Avec la montée en puissance de l’automatisation, « 60 à 375 millions de personnes à travers le monde pourraient être contraintes de se réorienter sur le plan professionnel d’ici à 2030. Dans tous les emplois ou presque, l’éventail de tâches et d’activités à réaliser va évoluer », selon un rapport publié en 2017 par McKinsey.

McKinsey report Jobs lost, jobs gained: Up to 375 million workers globally may need to switch occupational category

Avoir des systèmes efficaces pour apprendre et se former tout au long de la vie est donc essentiel. Les compétences doivent être renforcées à mesure que les technologies évoluent et chacun devrait avoir accès à des programmes de reconversion lorsqu’il en a besoin. Pas moins de 82 % des cadres qui travaillent dans des entreprises dont le chiffre d’affaires annuel est supérieur à 100 millions USD considèrent que la reconversion et la requalification permettent de répondre, pour moitié au moins, à leurs besoins de compétences, selon une enquête réalisée par McKinsey.

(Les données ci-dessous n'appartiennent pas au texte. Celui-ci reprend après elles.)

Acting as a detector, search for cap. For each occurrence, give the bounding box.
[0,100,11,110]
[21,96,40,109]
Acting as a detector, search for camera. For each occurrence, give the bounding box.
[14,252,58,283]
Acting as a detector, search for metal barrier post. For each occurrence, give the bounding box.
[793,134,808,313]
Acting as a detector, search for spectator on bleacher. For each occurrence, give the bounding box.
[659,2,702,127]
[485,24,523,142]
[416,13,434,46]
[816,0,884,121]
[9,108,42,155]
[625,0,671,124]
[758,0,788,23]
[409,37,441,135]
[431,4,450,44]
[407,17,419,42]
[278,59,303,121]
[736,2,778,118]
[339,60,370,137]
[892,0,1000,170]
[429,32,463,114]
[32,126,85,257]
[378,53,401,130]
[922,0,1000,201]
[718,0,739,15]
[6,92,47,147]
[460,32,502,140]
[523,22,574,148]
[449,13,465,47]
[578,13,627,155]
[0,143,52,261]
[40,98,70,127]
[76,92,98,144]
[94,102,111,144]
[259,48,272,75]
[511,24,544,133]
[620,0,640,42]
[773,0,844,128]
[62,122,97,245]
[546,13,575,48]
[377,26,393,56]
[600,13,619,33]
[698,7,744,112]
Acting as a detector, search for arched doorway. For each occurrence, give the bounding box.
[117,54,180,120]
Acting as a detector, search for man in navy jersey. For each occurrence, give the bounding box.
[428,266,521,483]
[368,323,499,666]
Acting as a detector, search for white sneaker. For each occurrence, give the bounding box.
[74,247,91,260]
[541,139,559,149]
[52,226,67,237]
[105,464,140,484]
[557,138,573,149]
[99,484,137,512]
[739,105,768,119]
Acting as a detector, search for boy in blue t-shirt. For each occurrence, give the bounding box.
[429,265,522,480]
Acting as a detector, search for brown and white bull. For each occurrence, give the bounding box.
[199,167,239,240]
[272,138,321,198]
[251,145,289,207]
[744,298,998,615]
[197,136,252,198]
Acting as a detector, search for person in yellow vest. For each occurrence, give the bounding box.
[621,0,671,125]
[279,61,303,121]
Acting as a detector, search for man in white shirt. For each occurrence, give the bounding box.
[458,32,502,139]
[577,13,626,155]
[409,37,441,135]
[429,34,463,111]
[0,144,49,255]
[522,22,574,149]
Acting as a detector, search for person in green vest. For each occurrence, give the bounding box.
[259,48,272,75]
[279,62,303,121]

L’inadéquation des compétences est manifeste. « Alors que nous constatons l’ampleur du chômage des jeunes, et de celui des adultes désormais, 40 % des employeurs déclarent ne pas être en mesure de trouver les talents dont ils ont besoin », fait remarquer Shea Gopaul, Directrice exécutive du Global Apprenticeship Network (GAN).

Shea Gopaul, Executive Director, Global Apprenticeship Network
Image: © OECD

Une chose l’a surprise : on pourrait penser que les entreprises manquent de compétences dans les domaines des technologies de l’information ou des STIM (sciences, technologies, ingénierie et mathématiques), mais elles ont un grand besoin de compétences non techniques, comme le sens de la collaboration, de la communication, et du travail en équipe, l’esprit critique, la créativité ou la faculté d’adaptation.

Le facteur humain joue un rôle essentiel dans l’apprentissage de nouvelles compétences. Selon Shea Gopaul, la génération Z en a assez du tout numérique : « Même dans les programmes d’apprentissage en ligne, 60 % de la formation doit être réalisée en face à face ». 

La reconversion n’est pas exempte de difficultés ; Jean-Michel Blanquer, ministre de l’Éducation de la France, rappelle qu’il ne s’agit pas seulement d’aligner l’offre sur la demande. Le processus est avant tout humain : « Ce sont clairement des personnes qui vont chercher très très loin, dans des compétences de tous ordres, pour les ramener à des compétences qui peuvent être liées à un emploi mais qui sont aussi liées à du savoir-être », des compétences sociales et émotionnelles.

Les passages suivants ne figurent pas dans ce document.